The Petitioners contended that conditional pardon did not allow a reformed person to come out of jail. Such a condition was therefore against the fundamental principles of criminal law, which sought reformation and rehabilitation of a convict. Further, they argued that such a condition also violated the basic structure of the Constitution on the aspect of federalism since it interferes with the State's powers to permit premature release of life convicts. It was submitted that the benefit of such scheme of premature release should be made available to all the life convicts who have undergone a specific period of imprisonment and the order of the President was in violation of Article 14 of the Constitution of India.
Dismissing the arguments made by the Petitioners, Justice N. Anand Venkatesh justified his verdict from various perspectives. It was held firstly that the power exercised under Article 72 is absolute and it cannot be fettered by any statutory provision; such as Section 433 or 433 (A) of Cr.P.C. for granting remission. This power is of widest amplitude, uninfluenced by the judicial verdict as regards the quantum of punishment.

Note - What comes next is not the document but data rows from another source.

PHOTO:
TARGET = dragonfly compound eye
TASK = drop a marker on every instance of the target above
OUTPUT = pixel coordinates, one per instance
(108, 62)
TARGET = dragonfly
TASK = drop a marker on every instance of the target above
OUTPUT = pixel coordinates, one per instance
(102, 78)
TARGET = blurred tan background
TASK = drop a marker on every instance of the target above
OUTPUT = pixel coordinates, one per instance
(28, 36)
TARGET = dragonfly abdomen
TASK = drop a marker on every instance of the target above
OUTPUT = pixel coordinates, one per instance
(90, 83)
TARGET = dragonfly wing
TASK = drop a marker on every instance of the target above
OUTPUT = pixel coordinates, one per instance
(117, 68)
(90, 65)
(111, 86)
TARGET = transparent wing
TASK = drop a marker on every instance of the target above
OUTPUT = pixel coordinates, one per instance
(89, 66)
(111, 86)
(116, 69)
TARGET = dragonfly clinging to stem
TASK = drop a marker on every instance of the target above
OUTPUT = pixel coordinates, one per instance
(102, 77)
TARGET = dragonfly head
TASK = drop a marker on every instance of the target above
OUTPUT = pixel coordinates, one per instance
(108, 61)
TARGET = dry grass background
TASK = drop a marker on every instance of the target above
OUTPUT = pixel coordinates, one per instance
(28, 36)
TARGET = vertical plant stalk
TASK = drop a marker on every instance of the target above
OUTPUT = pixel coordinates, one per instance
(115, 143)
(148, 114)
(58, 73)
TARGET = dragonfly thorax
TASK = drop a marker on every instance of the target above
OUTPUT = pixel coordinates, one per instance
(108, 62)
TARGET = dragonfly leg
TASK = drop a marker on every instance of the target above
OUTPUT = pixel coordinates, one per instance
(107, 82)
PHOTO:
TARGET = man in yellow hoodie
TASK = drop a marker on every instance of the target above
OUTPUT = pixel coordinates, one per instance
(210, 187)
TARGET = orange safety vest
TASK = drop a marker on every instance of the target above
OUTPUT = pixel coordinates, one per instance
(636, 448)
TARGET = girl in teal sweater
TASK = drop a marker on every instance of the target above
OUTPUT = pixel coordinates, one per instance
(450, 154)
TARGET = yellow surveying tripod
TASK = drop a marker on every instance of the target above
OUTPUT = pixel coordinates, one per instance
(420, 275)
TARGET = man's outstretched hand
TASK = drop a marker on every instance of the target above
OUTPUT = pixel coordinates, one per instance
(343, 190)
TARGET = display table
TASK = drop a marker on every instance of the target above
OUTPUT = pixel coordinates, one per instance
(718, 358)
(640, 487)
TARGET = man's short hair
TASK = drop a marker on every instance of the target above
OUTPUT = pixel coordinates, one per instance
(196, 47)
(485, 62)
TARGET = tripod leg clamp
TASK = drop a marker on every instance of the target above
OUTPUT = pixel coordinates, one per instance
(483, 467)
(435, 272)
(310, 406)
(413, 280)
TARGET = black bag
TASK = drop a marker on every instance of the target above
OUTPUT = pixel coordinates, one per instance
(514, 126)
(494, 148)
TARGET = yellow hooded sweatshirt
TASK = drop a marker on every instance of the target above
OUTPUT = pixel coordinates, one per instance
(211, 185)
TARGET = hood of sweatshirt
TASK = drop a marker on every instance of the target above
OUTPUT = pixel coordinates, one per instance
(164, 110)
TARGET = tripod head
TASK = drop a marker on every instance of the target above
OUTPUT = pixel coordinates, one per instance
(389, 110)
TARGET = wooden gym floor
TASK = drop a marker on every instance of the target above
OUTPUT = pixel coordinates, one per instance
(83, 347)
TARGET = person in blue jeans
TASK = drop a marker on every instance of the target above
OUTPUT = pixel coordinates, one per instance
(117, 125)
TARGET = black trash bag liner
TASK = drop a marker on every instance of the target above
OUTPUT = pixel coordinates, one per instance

Secondly, it was pointed out that the exercise of this power could be subjected to judicial review only on limited grounds given the stature of the high constitutional functionary, the President. Thus, the courts could only examine the decision making process in a given case and not the decision per se, as held by the Apex Court in Kehar Singh & Anr. v. Union of India, 1989 SCC (1) 204.
The court observed that the present order of the President in fact appears to have taken cue from the verdict in Swamy Shraddananda v. State of Karnataka, (2008) 13 SCC 767, wherein the Supreme Court substituted a death sentence by life imprisonment and directed that the convict must not be released from the prison for the rest of his life or for a particular term.
Thirdly, it was held that the Supreme Court in its ruling in K. M. Nanavathi v. State of Bombay, 1961 (1) SCR 497, quoted with approval the decision of the Supreme Court of United States in Ex Parte Wells, 59 US 307:1856, wherein it was held that granting mercy was at President's disposal and he may do so upon what terms he may please. The High Court also relied on Schick v. J Reed, 1974 SCC OnLine US SC 220, which held that the no-parole condition attached to the commutation of death sentence is similar to sanctions imposed by legislatures such as mandatory minimum sentences and were perfectly legal.
Conclusively, the Madras High Court held that a convict cannot be permitted to question the conditions imposed on his pardon since it is inseparable from the clemency order. The pardon and the condition imposed come as a package. It has to be either taken as a whole or it must be dropped as a whole. The accused person cannot be permitted to take the beneficial portion of the pardon in his favour and at a later point of time, turn around and question the condition that comes with the pardon.
Arguments for the Petitioner were advanced by Advocate M. Radhakrishnan and for Respondents by Additional Solicitor General, G. Rajagopalan.